Real Estate Blog

A Primer: Economic Loss Doctrine Not Necessarily Bar to Tort Recovery

07/22/2014 | by Sherin and Lodgen


Real Estate Blog

A Primer: Economic Loss Doctrine Not Necessarily Bar to Tort Recovery

By Sherin and Lodgen on July 22, 2014

brick millAlthough the “economic loss doctrine” has historically barred recovery of certain classes of tort damages, the Massachusetts Supreme Judicial Court recently affirmed an Appeals Court decision holding that the doctrine did not bar a condominium association’s negligent construction claim against a developer for alleged faulty construction.  The Court’s ruling in Wyman v. Ayer Properties. LLC, SJC-11474 (July 19, 2014), based almost entirely on equitable principles, represents a potentially significant shift away from generally recognized principles of tort recovery.

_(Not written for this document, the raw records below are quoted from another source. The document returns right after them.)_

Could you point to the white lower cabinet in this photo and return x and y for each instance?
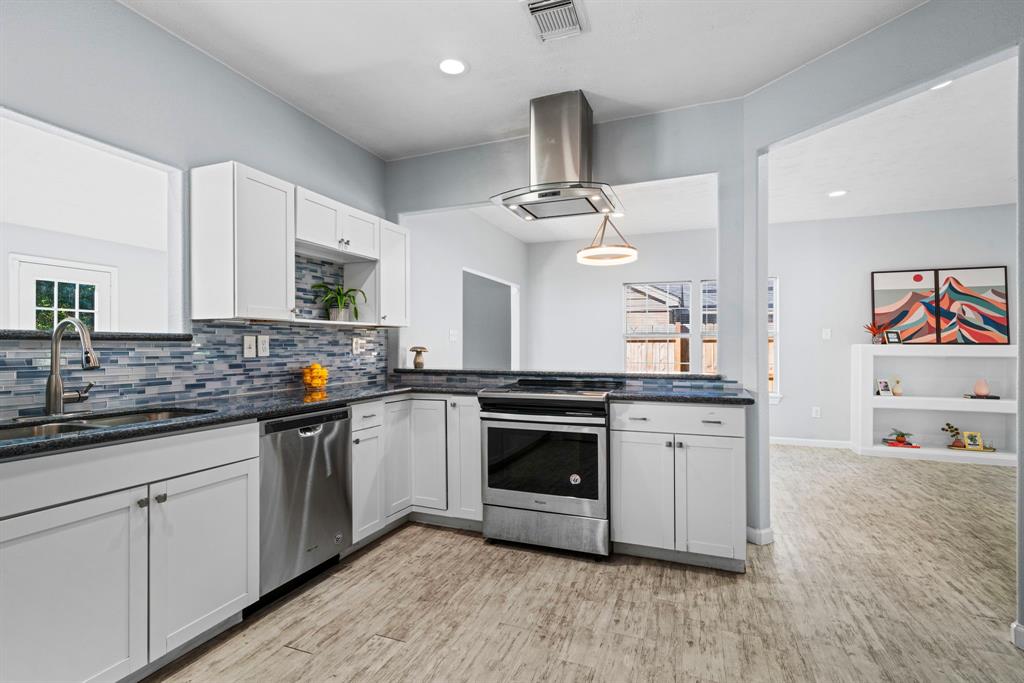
(679, 492)
(429, 454)
(710, 470)
(73, 590)
(397, 457)
(643, 495)
(368, 482)
(204, 552)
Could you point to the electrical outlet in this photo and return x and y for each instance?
(249, 346)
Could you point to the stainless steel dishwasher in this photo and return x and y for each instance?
(305, 509)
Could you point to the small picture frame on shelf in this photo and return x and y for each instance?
(973, 441)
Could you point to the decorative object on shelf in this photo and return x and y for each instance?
(973, 306)
(340, 302)
(314, 377)
(954, 434)
(943, 306)
(418, 358)
(877, 332)
(973, 441)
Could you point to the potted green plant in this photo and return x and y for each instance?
(339, 302)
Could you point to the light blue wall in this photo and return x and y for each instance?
(98, 69)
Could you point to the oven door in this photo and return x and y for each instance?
(546, 467)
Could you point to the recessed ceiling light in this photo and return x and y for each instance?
(453, 67)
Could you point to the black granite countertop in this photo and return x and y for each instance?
(251, 407)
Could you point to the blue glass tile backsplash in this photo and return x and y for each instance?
(138, 373)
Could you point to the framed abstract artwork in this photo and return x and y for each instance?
(943, 305)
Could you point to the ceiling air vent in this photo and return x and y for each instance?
(555, 18)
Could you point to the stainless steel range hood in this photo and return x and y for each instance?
(559, 163)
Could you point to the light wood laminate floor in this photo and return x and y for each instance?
(882, 569)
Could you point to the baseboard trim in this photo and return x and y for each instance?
(678, 556)
(811, 442)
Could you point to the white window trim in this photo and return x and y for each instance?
(15, 262)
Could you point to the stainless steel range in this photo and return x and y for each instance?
(546, 463)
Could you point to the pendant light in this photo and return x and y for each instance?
(599, 253)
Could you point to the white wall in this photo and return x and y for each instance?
(574, 312)
(442, 244)
(824, 282)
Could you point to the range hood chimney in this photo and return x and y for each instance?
(559, 163)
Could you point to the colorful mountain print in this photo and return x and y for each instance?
(973, 306)
(905, 301)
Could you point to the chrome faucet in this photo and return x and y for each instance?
(55, 394)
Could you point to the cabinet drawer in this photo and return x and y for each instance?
(676, 419)
(368, 415)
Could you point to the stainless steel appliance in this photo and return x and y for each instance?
(546, 463)
(305, 507)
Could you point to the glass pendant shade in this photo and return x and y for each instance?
(599, 253)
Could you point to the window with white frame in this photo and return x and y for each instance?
(657, 327)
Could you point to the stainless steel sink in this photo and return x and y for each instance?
(144, 416)
(48, 429)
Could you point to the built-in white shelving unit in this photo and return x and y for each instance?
(934, 379)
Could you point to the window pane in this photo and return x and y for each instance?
(44, 293)
(66, 295)
(86, 297)
(44, 319)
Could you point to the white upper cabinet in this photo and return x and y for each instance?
(359, 232)
(393, 274)
(243, 244)
(330, 224)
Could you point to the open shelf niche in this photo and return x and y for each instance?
(934, 379)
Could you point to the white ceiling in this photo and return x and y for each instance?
(948, 148)
(659, 206)
(368, 69)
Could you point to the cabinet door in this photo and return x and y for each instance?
(359, 232)
(397, 457)
(710, 493)
(317, 219)
(394, 274)
(264, 246)
(73, 590)
(642, 489)
(467, 432)
(429, 454)
(204, 550)
(368, 487)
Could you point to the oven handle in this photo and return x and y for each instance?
(549, 419)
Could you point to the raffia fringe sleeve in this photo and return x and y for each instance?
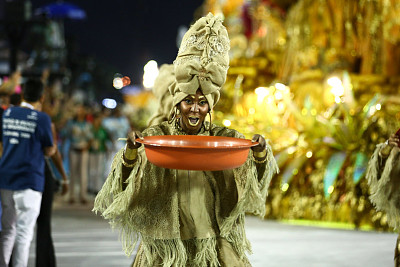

The economic loss doctrine establishes limitations on damages a plaintiff may recover in a negligence action.  The rationale underlying the doctrine is that where a commercial transaction goes awry – absent harm to persons or property – the resulting loss is essentially a failure to receive the benefit of the bargain, traditionally the realm of contract law.  Against this backdrop, the Wyman case was decided.

In 2002, Defendant Ayer Properties, LLC (“Ayer”) purchased a vacant mill building in Lowell, Massachusetts.  Ayer began converting the building to residential condominium units in 2003.  In August 2004, after several units had been sold, Ayer transferred control of the condominium to trustees made up of a consortium of unit owners (the “Trust”).

Soon thereafter, the Trust became concerned about the condition of the condominium building and retained an engineer to evaluate the building’s condition.  The Trust’s engineer identified three (3) major categories of concern:  (1) twenty-two window frames had suffered excessive weather damage and leakage beyond the common area into the individual units; (2) the roof was leaking, causing damage to insulation under the roof and to individual units; and (3) the exterior brick masonry façade was deteriorating.

The Trust brought suit to recover for negligent design and construction of the common areas.  After an 11-day trial, the judge awarded the Trust $140,000 in damages resulting from negligent design and construction of the window frames and the roof.  The judge reasoned that the defective window frames and roof had caused additional harm within individual condominium units, thereby satisfying the property damage exception to the economic loss doctrine.  The judge, however, found that defects to the exterior masonry did not extend beyond the masonry itself, i.e., it caused no damage to the individual units.  Accordingly, the judge held that the economic loss doctrine barred recovery for the defective masonry work.

Both sides appealed.  The Appeals Court found that the economic loss doctrine did not preclude damages to the exterior masonry work and reversed the trial court’s decision rejecting recovery for those damages.  The Supreme Judicial Court subsequently granted the parties’ request for further appellate review.

In its decision, the SJC noted that condominium ownership is a “hybrid” form of real estate interest, entitling the owner to an interest in both the individual unit as well as the common areas.  The Court further noted that unit owners cede control of the common areas to third-party condominium associations, which are the only parties with standing to bring claims relating to those areas.  The problem, as identified by the Court, is where, as here, the party exclusively responsible for bringing suit on the unit owners’ behalf (i.e., the Trustees) lacks privity of contract with the party responsible for the damage (i.e., the builder).

In affirming the Appeals Court’s decision, the SJC relied somewhat on equitable principles: “[T]he [economic loss doctrine] does not require a court to leave a wronged claimant with no remedy … the fundamental purpose of the rule is to confine the indeterminacy of damages, not to nullify a right and remedy for a demonstrated wrong and its harm.” The Court noted that the “rule is intended to preclude recovery for intangible and unknown damages for lost contract or economic opportunity.” Here, in contrast, the Trustees sought finite and foreseeable damages.

To further support its decision, the SJC noted that: i) an eleven-day trial established Ayer’s fault; (ii) harm was sustained to the common areas; and (iii) the Trust proved the precise amount of its damages.  There was no allegation of consequential and/or speculative damages, but rather, a “reliably proven amount needed to repair or replace the negligently constructed window frames, masonry and roof.  Thus, the purposes of the economic loss rule [had] little applicability in these circumstances.”

The Wyman case was decided on somewhat unique circumstances because the plaintiff Trustees did not have a direct relationship with the defendant developer/builder. Nevertheless, its holding serves as a cautionary tale. At its essence, the Wyman decision rests on equity. The Court ostensibly ignored the bright line standards of the economic loss doctrine. It was of no consequence that the Trust could not prove specific damage to individual condominium units (at least concerning the masonry work). Rather, the case turned on the lack of a remedy for damages which were straightforwardly ascertainable. It will be interesting to see if other jurisdictions adopt (or extend) this logic. A “complete bar” to recovery under one damages theory may not be so complete after all, especially where no alternative recovery is available.